Like many SaaS companies, Atlassian benefits from a wide moat via high switching costs. It's not hard to understand if you just think about it for a minute. It takes time, money, and effort to train an entire workforce on a collaboration platform. Switching is not only costly, it's a pain in the rear.
What makes Atlassian particularly attractive as an investment is that it benefits from a secondary moat -- the network effect. The company's Atlassian Marketplace is where third-party (not Atlassian-employed) app developers can build tools and sell them to current Atlassian customers.
As more third-party developers join the platform, more companies are enticed to use Atlassian. And as more customers sign on, third-party app developers are incentivized to build on the Marketplace. It's a virtuous cycle.
During the last quarterly release, we found out that:
- There were 4,000 total apps available on Atlassian Marketplace.
- 60% of Jira Software and Confluence customers use at least one app.
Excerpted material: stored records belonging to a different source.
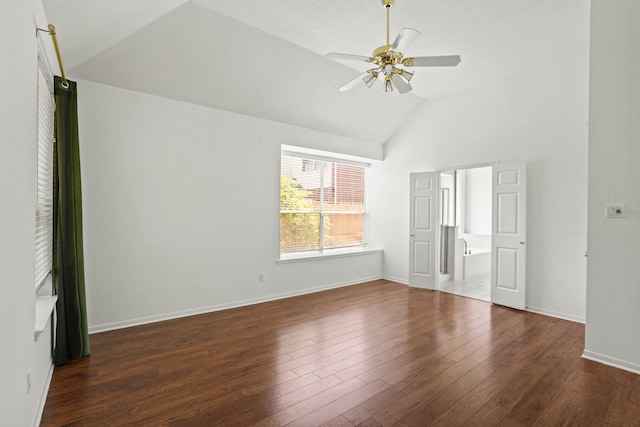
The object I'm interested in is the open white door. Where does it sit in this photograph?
[409,172,439,289]
[491,162,527,310]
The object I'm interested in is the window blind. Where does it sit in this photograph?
[280,153,366,252]
[35,58,55,287]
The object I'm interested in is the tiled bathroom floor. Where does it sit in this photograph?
[438,273,491,302]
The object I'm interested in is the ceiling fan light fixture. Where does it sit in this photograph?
[362,70,378,87]
[398,68,413,81]
[384,76,393,92]
[327,0,460,94]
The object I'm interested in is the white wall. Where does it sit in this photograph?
[584,0,640,373]
[78,81,382,332]
[0,1,57,426]
[370,50,588,321]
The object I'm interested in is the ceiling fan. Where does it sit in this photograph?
[326,0,460,93]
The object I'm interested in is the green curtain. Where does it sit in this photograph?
[53,76,90,365]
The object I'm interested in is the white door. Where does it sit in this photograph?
[491,162,527,310]
[409,172,439,289]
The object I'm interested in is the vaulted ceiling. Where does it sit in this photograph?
[44,0,589,144]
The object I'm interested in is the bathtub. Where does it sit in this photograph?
[462,248,491,278]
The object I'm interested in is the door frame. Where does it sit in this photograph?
[410,161,527,309]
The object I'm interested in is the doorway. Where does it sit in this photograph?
[409,162,527,310]
[438,166,492,302]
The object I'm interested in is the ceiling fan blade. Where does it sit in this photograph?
[325,52,371,62]
[391,74,413,93]
[402,55,461,67]
[338,71,369,92]
[391,28,420,52]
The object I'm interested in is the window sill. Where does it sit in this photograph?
[33,295,58,341]
[276,248,382,264]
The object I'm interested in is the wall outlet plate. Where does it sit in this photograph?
[604,203,624,218]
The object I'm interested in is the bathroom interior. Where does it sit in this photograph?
[438,166,492,302]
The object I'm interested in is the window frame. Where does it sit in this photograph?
[278,146,370,260]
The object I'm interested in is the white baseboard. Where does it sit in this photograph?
[582,349,640,374]
[382,276,409,285]
[526,305,585,324]
[32,362,54,427]
[89,276,382,334]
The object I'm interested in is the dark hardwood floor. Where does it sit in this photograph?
[42,280,640,426]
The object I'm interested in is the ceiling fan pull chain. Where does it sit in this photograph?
[386,4,391,46]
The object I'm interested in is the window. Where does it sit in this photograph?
[280,152,366,253]
[35,57,55,288]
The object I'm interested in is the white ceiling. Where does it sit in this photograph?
[43,0,589,143]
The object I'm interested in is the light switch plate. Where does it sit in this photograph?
[604,203,624,218]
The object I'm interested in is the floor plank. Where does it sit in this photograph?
[42,280,640,427]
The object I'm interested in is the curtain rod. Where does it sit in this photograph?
[36,24,69,89]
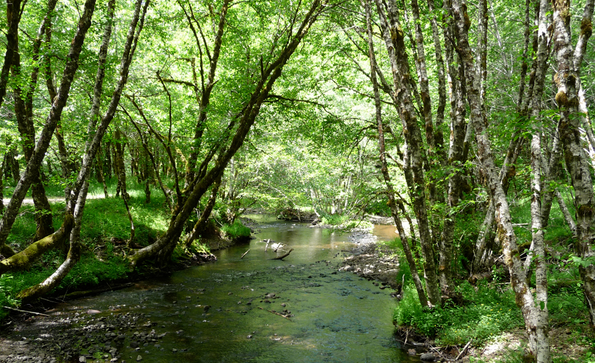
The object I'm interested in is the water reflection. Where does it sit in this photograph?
[53,222,418,362]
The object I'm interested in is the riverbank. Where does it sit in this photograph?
[0,218,415,362]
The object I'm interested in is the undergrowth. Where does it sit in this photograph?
[393,282,523,345]
[221,219,252,239]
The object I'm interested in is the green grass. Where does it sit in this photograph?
[221,219,252,239]
[0,183,175,319]
[393,282,523,345]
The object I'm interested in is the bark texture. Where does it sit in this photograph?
[452,0,551,362]
[376,0,441,306]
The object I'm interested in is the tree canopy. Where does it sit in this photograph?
[0,0,595,362]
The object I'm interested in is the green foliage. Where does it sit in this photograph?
[188,240,211,254]
[320,214,349,226]
[57,253,129,290]
[221,220,252,239]
[393,282,523,345]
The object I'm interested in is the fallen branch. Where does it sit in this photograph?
[258,306,293,321]
[455,338,473,360]
[2,306,49,316]
[273,248,293,260]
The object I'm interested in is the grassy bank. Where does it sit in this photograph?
[387,196,595,363]
[0,184,250,319]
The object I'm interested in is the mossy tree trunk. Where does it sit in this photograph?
[0,0,95,258]
[130,1,325,265]
[19,0,150,300]
[376,0,442,306]
[12,0,57,245]
[364,0,428,307]
[451,0,551,363]
[554,0,595,329]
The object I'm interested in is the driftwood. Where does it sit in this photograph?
[258,306,293,321]
[273,248,293,260]
[2,306,49,316]
[455,339,473,360]
[263,239,273,252]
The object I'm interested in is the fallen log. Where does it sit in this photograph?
[2,306,49,316]
[273,248,293,260]
[258,306,293,321]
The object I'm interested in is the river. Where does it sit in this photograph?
[1,220,419,363]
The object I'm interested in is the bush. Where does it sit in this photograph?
[221,220,252,239]
[393,282,523,345]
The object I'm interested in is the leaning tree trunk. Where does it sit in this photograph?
[19,0,150,299]
[364,0,428,307]
[0,0,21,107]
[376,0,441,306]
[554,0,595,329]
[0,0,95,254]
[185,177,221,247]
[11,0,57,245]
[130,1,325,265]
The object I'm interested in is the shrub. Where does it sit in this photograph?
[221,220,252,239]
[393,282,523,345]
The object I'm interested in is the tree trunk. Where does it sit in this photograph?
[0,0,24,106]
[364,0,428,307]
[452,0,551,363]
[376,0,441,306]
[130,1,324,265]
[554,0,595,329]
[186,177,221,247]
[114,128,130,203]
[0,0,95,256]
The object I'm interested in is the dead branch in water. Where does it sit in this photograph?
[273,248,293,260]
[258,306,293,321]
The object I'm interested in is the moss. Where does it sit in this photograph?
[556,91,568,107]
[581,19,593,38]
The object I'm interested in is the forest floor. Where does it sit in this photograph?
[339,226,595,363]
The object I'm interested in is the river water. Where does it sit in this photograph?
[10,220,419,362]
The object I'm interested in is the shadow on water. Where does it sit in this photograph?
[37,221,419,362]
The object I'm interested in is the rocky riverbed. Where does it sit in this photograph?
[0,222,410,363]
[0,306,167,363]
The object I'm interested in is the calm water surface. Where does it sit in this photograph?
[56,221,419,362]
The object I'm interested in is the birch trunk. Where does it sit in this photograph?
[130,1,325,266]
[9,0,57,241]
[0,0,95,256]
[452,0,551,362]
[376,0,441,306]
[364,0,428,307]
[19,0,150,300]
[178,0,230,187]
[553,0,595,329]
The company released its new Forge platform for development last year, so I'm very curious to see how that might have changed these numbers.
What's the outlook?
Finally, I want to know what management sees for the year ahead. Normally this isn't a huge area of interest. But these are not normal times. As it is, the effects of COVID-19 might have only been felt for the tail end of the company's quarter.
Before this all happened, the company forecasted that its 2020 fiscal year (which ends in June) would show:
- Revenue of $1.59 billion to $1.60 billion
- EPS (non-IFRS) of $1.03 to $1.09
- Free cash flow of $475 to $485 million
While these numbers are important, listening to the conference call will likely yield much more valuable insights. What is management noticing in the business world? How are they adjusting their approach as a result of COVID-19?
As a shareholder of Atlassian, I believe that focusing on these three things will help me filter out the short-term noise and focus on the long-term signals that truly drive investment returns.